Configure Multiple Monitor Display in Windows XP

Windows XP Professional supports using multiple displays simultaneously, which means that you can attach more than one monitor to your computer and have your desktop spread across all attached monitors, as shown in below picture. Windows XP Professional supports the extension of your display across a maximum of 10 monitors.

Note : You must use Peripheral Component Interconnect (PCI) or Accelerated Graphics Port (AGP) video adapters when configuring multiple displays.

If one of the display adapters is built into the motherboard, note these additional considerations:

■ The motherboard adapter always becomes the secondary adapter. It must be multiple-display compatible.

■ You must set up Windows XP Professional before installing another adapter. Windows XP Professional Setup disables the motherboard adapter if it detects another adapter. Some systems completely disable the onboard adapter on detecting an add-in adapter. If you are unable to override this detection in the BIOS, you cannot use the motherboard adapter with multiple displays.

Typically, the system BIOS selects the primary display based on PCI slot order. However, on some computers, the BIOS allows the user to select the primary display device.

You cannot stop the primary display (in other words, there will always be a primary display, although you can switch the monitor that is the primary display). This caveat is an important consideration for laptop computers with docking stations.

For example, some docking stations contain a display adapter; they often disable, or turn off, a laptop’s built-in display. Multiple display support does not function on these configurations unless you attach multiple adapters to the docking station.

How to Install Multiple Monitors ?

Before you can configure multiple displays, you must install them. When you configure multiple displays, you must configure each one in a multiple-display environment. To install multiple monitors, complete the following steps:

1. Turn off your computer and insert one or more additional PCI or AGP video adapters into available slots on your computer.

2. Plug an additional monitor into each PCI or AGP video adapter that you installed.

3. Turn on your computer and allow Windows XP Professional to detect the new adapters and install the appropriate device drivers.

4. In Control Panel, click Appearance And Themes, and then click Display.

5. In the Settings tab, click the monitor icon that represents the monitor you want to use in addition to your primary monitor.

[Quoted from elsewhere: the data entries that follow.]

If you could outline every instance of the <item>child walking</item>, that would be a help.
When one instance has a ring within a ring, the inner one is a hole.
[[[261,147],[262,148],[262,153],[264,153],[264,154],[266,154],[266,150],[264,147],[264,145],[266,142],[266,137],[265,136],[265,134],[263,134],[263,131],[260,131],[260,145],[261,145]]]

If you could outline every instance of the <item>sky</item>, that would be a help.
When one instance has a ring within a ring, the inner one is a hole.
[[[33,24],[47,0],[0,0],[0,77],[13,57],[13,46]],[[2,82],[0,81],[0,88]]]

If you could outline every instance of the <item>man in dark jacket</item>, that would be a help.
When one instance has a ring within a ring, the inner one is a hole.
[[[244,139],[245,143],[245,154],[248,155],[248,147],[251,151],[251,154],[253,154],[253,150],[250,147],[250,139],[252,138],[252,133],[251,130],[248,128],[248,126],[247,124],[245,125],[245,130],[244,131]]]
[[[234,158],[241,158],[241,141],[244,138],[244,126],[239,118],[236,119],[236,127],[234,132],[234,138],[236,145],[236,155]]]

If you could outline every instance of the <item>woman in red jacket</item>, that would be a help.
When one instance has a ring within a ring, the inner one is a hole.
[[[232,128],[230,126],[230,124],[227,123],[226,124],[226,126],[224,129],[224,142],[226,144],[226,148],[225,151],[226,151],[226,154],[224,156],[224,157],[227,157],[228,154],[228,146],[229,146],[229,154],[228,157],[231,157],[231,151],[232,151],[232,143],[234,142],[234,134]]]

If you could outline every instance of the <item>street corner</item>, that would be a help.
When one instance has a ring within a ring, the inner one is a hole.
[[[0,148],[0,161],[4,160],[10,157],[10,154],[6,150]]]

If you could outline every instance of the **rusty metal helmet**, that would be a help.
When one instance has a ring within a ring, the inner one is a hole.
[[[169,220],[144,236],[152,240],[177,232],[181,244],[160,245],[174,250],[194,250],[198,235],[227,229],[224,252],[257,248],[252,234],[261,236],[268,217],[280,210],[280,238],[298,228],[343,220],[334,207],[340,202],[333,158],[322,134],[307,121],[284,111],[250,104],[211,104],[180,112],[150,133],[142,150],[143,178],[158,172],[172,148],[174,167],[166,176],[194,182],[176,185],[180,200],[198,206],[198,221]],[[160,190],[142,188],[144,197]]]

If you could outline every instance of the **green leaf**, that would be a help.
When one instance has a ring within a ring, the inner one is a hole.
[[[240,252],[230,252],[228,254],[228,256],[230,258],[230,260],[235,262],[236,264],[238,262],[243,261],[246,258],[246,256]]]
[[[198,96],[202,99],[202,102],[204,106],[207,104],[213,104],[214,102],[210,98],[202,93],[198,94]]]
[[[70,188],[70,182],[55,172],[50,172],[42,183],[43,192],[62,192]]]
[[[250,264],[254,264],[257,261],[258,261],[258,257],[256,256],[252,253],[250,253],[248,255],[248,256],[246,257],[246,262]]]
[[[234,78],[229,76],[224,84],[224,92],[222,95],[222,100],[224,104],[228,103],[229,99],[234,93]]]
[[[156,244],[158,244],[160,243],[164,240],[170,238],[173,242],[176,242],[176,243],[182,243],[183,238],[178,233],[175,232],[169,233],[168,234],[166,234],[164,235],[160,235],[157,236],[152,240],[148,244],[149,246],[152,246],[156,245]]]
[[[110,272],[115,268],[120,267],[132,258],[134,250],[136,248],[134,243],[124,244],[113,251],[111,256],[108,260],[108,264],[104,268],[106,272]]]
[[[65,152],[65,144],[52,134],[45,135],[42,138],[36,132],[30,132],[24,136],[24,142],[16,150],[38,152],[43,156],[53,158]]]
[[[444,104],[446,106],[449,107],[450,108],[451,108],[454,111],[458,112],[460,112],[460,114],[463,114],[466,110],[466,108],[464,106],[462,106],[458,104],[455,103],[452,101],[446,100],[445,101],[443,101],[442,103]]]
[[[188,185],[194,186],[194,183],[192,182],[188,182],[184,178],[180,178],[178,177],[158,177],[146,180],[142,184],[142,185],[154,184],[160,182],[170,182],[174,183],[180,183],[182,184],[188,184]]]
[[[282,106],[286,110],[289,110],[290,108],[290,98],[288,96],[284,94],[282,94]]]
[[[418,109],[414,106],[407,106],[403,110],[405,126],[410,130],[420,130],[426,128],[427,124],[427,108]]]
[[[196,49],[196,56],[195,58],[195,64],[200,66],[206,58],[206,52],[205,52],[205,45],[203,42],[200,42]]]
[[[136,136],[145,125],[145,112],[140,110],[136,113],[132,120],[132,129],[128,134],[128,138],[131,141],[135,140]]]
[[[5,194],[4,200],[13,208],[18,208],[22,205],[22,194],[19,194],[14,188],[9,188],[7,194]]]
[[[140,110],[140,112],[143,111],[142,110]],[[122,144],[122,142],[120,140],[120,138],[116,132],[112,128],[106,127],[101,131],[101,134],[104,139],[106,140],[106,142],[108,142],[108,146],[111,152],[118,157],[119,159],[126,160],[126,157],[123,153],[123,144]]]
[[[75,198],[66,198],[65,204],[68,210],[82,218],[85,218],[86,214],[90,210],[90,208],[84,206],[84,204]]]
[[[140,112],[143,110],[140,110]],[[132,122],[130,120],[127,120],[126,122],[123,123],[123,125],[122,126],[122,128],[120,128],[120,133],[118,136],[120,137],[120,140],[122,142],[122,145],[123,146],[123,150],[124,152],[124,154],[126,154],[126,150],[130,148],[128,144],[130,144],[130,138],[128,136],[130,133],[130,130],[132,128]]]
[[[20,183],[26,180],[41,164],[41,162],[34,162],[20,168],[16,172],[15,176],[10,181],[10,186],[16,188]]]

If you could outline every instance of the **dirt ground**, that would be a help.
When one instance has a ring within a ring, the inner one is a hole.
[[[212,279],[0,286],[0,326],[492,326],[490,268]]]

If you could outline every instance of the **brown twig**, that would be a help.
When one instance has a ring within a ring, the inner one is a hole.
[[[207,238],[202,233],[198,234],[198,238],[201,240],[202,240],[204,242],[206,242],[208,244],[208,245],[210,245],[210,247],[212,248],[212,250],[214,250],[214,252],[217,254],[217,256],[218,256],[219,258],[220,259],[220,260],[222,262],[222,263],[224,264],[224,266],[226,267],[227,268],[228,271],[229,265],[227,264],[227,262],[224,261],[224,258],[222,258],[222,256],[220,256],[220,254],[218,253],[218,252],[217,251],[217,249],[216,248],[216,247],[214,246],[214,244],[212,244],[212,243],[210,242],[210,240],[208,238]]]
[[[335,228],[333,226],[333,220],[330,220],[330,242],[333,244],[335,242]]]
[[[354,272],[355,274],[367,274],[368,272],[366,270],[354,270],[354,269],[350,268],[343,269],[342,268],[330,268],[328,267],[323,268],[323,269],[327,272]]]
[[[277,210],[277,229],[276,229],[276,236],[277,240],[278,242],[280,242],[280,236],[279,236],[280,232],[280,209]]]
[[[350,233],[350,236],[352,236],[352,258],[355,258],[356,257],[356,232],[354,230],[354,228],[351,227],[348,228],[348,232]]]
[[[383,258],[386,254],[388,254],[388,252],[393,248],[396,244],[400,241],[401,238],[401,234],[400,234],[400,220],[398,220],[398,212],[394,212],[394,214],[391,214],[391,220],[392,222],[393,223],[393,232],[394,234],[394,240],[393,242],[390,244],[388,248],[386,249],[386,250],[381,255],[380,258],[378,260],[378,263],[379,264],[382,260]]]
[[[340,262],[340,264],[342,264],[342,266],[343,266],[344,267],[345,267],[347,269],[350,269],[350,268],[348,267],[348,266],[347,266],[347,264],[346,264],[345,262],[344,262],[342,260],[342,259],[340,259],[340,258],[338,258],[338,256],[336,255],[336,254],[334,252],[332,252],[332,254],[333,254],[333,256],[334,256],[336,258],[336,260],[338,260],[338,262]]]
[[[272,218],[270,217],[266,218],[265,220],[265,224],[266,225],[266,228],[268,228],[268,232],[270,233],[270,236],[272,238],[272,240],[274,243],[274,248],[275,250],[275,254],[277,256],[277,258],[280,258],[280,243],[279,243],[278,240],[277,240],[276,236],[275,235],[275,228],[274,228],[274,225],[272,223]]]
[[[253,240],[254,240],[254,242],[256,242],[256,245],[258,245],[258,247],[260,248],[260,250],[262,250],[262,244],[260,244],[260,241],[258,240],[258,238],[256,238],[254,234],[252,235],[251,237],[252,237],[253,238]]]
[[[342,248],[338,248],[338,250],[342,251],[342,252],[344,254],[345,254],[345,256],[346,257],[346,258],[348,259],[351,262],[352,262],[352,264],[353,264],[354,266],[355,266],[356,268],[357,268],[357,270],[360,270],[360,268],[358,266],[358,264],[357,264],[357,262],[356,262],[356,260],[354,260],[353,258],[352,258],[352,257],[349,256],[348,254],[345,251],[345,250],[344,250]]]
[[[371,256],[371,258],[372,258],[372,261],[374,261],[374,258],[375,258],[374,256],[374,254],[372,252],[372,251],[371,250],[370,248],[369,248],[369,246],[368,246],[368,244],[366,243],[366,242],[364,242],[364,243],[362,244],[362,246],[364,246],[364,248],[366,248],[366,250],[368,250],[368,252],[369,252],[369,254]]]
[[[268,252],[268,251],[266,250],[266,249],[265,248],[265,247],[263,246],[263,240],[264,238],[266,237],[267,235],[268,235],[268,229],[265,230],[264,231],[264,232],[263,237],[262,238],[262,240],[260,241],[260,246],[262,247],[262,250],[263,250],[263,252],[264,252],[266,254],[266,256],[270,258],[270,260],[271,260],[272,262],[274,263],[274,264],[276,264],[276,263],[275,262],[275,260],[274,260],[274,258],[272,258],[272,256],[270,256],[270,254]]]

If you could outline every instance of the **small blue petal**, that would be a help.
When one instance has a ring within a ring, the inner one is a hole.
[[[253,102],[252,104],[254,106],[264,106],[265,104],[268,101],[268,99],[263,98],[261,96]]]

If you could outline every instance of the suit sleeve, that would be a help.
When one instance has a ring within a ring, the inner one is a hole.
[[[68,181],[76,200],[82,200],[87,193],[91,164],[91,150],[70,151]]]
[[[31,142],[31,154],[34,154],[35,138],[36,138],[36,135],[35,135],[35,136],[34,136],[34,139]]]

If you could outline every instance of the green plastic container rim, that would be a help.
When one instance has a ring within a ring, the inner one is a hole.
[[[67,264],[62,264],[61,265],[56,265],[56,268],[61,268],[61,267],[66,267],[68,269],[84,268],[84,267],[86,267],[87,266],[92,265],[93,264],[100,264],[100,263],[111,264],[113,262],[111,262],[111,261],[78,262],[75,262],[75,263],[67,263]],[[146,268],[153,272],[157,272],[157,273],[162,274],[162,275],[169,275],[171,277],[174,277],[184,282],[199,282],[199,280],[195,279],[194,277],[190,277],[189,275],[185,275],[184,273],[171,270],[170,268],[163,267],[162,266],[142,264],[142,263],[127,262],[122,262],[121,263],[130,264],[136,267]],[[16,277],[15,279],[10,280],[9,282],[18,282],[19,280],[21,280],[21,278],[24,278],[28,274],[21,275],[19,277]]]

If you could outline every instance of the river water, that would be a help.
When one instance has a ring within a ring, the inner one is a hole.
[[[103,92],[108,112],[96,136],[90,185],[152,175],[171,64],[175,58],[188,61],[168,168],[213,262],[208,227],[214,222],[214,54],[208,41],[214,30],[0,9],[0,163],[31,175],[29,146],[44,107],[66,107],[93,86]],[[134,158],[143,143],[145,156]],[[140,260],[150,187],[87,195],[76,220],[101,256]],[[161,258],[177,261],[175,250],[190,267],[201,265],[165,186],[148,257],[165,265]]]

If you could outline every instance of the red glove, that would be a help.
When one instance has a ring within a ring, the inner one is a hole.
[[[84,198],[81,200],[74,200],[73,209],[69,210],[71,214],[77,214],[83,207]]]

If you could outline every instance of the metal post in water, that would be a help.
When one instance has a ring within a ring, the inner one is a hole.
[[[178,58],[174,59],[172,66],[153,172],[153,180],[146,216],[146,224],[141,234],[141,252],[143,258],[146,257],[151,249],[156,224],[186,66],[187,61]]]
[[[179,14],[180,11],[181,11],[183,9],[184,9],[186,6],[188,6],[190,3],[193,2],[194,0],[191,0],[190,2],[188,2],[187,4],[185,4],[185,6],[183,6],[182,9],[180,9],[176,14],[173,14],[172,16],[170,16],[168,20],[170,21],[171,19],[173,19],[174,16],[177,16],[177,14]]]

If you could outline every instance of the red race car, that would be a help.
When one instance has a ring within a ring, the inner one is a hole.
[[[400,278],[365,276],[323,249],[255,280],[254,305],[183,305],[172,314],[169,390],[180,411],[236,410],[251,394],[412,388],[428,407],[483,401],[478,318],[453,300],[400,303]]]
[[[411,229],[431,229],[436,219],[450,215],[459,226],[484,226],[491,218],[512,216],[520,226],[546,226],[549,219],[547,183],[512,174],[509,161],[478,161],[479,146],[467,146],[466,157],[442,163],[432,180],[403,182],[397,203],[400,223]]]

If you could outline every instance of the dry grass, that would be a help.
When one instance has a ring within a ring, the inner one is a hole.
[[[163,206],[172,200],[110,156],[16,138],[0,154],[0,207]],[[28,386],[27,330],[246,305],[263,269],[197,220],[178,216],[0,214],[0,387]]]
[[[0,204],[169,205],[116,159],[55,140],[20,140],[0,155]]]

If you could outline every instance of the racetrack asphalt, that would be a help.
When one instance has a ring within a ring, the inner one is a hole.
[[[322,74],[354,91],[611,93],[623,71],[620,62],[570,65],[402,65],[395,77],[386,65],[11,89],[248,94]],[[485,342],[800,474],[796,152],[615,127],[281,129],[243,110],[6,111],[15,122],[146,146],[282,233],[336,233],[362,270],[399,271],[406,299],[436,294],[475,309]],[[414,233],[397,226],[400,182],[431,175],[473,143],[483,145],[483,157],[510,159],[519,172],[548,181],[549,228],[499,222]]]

Click Identify if you are not sure which monitor corresponds to which display.

6. Select the Extend My Windows Desktop Onto This Monitor check box and then click OK.

To configure your display in a multiple-display environment, complete the following steps:

1. In Control Panel, click Appearance And Themes, and then click Display.

2. In the Display Properties dialog box, click the Settings tab.

3. Click the monitor icon for the primary display device.

4. Select the color depth and resolution.

5. Click the monitor icon for the secondary display device.

6. Select the Extend My Windows Desktop Onto This Monitor check box.

7. Select the color depth and resolution for the secondary display.

8. Repeat Steps 5 through 7 for each additional display.

Windows XP Professional uses the virtual desktop concept to determine the relationship of each display. The virtual desktop uses coordinates to track the position of each individual display desktop. The coordinates of the top-left corner of the primary display always remain 0, 0. Windows XP Professional sets secondary display coordinates so that all the displays adjoin each other on the virtual desktop, which allows the system to maintain the illusion of a single large desktop in which users can cross from one monitor to another without losing track of the mouse.

To change the display positions on the virtual desktop, in the Settings tab click Identify and drag the display representations to the desired position. The positions of the icons dictate the coordinates and the relative positions of the displays to one another.

Using Multiple Displays

Using multiple displays is a great way to increase your desktop space (although it can quickly consume the space on your actual desk). Many video adapter manufacturers have adapters that already have ports for more than one monitor—an easy way to set up a multiple-display configuration. Some of these adapters come with extra software to help manage the displays that provides features like controlling the particular display on which applications appear, limiting the appearance of dialog boxes to the display on which the parent application is shown, using separate screen savers for each display, and so on.

When you are purchasing extra monitors, you should try to use monitors that are roughly the same size and set them to use the same resolution. The reason for this decision is that when you arrange your displays on the Settings tab, the location of the monitor icons accurately predicts what happens when you move your mouse pointer between displays. For example, assume that you have two displays side by side. One of the displays is a 19-inch monitor and one is a 15-inch monitor. You can arrange these displays on the Settings tab so that either the tops or the bottoms of the displays are aligned. If the tops were aligned, whenever you move your mouse pointer from the bottom of the bigger display toward the second display, the pointer would get “stuck.” To get the pointer over to the smaller display, you would have to move the pointer upward to the point where the bottom of the smaller display was. Although it seems as if it might not be a big deal, losing track of your mouse pointer because of this arrangement is a common complaint among multiple-display users.